The Supreme Court is hearing what could be the last petitions against Section 377 of the Indian Penal Code, which criminalises “unnatural offences” or sexual acts “against the order of nature”. On the second day of the hearings, Additional Solicitor General Tushar Mehta filed an affidavit declaring that the government would leave the validity of the law entirely in the hands of the court. Now, the Supreme Court has an opportunity to end the matter conclusively, and to right a dreadful historical wrong, in whose persistence the court has been instrumental.
In 2009, a landmark judgment by Justices A P Shah and S Muralidhar of the Delhi High Court had found Section 377 in violation of Articles 14, 15 and 21 of the Constitution, and a curb on the right to life itself. Three years later, the Supreme Court overturned the decision and left it to Parliament to amend the law. Historically, governments have been reluctant to withdraw Section 377. But now, in an admirable change of stance, it has lobbed the ball back to the court, where it belongs. The Supreme Court is the proper guardian of the rights of minorities like the LGBT community — in Parliament, majoritarian opinion may prevail. Besides, the validity of Section 377 is a question of right and wrong, which is best addressed legally. However, the government’s affidavit urges the court to restrict itself to that question, suggesting that it would prefer political solutions to issues that would flow from decriminalisation, such as the right to form civil unions and inherit property.
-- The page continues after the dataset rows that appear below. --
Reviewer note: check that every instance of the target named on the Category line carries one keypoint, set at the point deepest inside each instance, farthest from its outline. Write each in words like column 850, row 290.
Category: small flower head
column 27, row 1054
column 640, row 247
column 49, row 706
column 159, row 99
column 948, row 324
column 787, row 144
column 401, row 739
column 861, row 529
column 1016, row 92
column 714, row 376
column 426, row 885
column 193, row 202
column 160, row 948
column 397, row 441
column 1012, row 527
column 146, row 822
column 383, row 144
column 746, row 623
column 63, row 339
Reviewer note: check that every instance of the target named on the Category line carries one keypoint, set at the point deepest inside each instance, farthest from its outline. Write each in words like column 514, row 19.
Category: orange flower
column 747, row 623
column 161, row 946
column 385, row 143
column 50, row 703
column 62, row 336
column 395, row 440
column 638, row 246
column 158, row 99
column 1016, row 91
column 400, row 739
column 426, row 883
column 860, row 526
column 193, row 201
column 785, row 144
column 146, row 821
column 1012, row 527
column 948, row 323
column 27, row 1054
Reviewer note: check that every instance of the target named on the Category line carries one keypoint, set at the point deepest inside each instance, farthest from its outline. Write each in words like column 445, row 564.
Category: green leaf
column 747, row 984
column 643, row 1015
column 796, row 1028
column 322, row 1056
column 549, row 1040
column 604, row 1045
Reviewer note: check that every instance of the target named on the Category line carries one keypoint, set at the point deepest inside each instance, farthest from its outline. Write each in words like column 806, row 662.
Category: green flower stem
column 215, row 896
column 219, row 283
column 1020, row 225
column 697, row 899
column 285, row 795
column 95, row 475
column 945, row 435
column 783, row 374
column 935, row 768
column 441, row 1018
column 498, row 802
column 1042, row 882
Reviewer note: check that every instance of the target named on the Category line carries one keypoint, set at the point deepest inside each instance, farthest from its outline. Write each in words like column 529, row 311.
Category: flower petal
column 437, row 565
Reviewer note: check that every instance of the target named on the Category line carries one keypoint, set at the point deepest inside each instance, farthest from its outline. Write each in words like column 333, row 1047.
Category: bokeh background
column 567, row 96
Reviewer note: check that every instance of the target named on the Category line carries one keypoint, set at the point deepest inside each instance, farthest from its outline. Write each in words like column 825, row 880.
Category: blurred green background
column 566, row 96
Looking back, Section 377 should have been automatically rendered void by the recognition of the right to privacy, since sexuality is a private issue. Looking ahead, it will raise a host of questions relating to parenting and adoption, housing, military service, employment and inheritance. Following decriminalisation, denial or restriction in such matters would invite legal action, since the right to equal access would be violated. Though the Supreme Court has declined to examine these while dealing with the present set of petitions, the judiciary will eventually have to ponder them, even if Parliament legislates in the interim. For the present, Chief Justice of India Dipak Misra has observed that the court only needs to be persuaded that “if Section 377 were legislated today, it would be struck down for violating fundamental rights”. That is hardly difficult, and it is high time that India, which is clubbed with nations like Saudi Arabia and Somalia for criminalising same-sex relationships, may be freed of a shameful legacy of the Empire.